The reservoir is mostly surrounded by the Bergamasque Alps whose summits can be reachable thanks to the C.A.I. paths. The main peaks located around the lake are:

- Northward, Peak Cappuccello (2714 m), Peak of Cavrel (2824 m), Peak of Diavolo della Malgina (2924 m)
- Eastward, Peak Strinato (2836 m), Monte Costone (2836 m)
- Southward, Monte Trobio (2865 m), Monte Gleno (2882 m), Peak of Tre Confini (2824 m), Peak Recastello (2886 m), Corni Neri (2650 m), Monte Verme (2189 m).

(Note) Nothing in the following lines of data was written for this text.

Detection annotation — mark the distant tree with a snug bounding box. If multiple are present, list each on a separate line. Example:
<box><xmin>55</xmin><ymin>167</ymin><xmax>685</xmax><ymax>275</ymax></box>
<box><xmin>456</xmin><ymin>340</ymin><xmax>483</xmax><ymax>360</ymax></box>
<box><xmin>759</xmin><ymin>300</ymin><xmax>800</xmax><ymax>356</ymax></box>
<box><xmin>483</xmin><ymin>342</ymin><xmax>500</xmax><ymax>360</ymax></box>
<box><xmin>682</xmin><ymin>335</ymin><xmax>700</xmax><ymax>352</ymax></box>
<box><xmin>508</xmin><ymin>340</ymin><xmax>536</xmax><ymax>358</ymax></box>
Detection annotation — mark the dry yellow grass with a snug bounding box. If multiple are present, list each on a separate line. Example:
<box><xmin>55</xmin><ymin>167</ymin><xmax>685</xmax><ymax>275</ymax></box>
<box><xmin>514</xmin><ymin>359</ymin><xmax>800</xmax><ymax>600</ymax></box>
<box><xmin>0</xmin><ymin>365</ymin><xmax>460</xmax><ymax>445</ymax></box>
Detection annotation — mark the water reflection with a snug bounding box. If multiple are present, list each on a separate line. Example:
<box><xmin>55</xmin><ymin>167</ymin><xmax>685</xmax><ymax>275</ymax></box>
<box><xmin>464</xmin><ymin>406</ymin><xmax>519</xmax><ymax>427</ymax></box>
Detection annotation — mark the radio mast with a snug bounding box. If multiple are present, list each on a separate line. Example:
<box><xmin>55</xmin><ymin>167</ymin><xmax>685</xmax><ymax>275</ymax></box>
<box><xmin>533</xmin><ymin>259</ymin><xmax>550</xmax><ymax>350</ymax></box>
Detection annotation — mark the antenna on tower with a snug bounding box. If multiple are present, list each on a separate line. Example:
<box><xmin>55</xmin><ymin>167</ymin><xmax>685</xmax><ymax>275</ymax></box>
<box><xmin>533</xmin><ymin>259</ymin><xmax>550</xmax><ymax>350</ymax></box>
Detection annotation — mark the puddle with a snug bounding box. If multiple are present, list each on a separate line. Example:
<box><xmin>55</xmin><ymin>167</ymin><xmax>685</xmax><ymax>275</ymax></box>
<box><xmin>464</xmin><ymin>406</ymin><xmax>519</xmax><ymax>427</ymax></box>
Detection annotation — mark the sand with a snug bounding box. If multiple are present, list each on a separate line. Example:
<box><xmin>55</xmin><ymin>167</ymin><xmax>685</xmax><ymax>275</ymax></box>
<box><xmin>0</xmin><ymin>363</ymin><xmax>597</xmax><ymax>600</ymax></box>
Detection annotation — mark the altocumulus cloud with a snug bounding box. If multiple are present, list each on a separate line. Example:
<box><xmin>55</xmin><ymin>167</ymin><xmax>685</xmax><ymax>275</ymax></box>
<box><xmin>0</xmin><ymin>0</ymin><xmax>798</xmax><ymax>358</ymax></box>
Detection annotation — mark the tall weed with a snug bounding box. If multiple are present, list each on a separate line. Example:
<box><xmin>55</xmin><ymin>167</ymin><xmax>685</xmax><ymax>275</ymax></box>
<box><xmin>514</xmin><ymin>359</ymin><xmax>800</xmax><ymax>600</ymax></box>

The artificial lake is part of the IT2060506 Belviso Barbellino site which is placed on the northern part of the Province of Bergamo, on the border with the Province of Sondrio. After Lombardy Region request in 2005, the site was classified as Special Protection Area (SPA) by the Ministry of the Environment (Italy). In 2006 the management of the site was given to the Azienda Faunistico Venatoria (A.F.V.) "Valbelviso-Barbellino".

=== Features ===
18.500.000 m³ of water (14998,19 acre ft) are contained into the reservoir and its capacity corresponds to 19.500.000 m³ (6.886360 ft³). The lake is 1 km long (0.0003048 ft), 300 m large (984.25 ft) and 60 m deep (196.85 ft). Its surface corresponds to 0,53 km2.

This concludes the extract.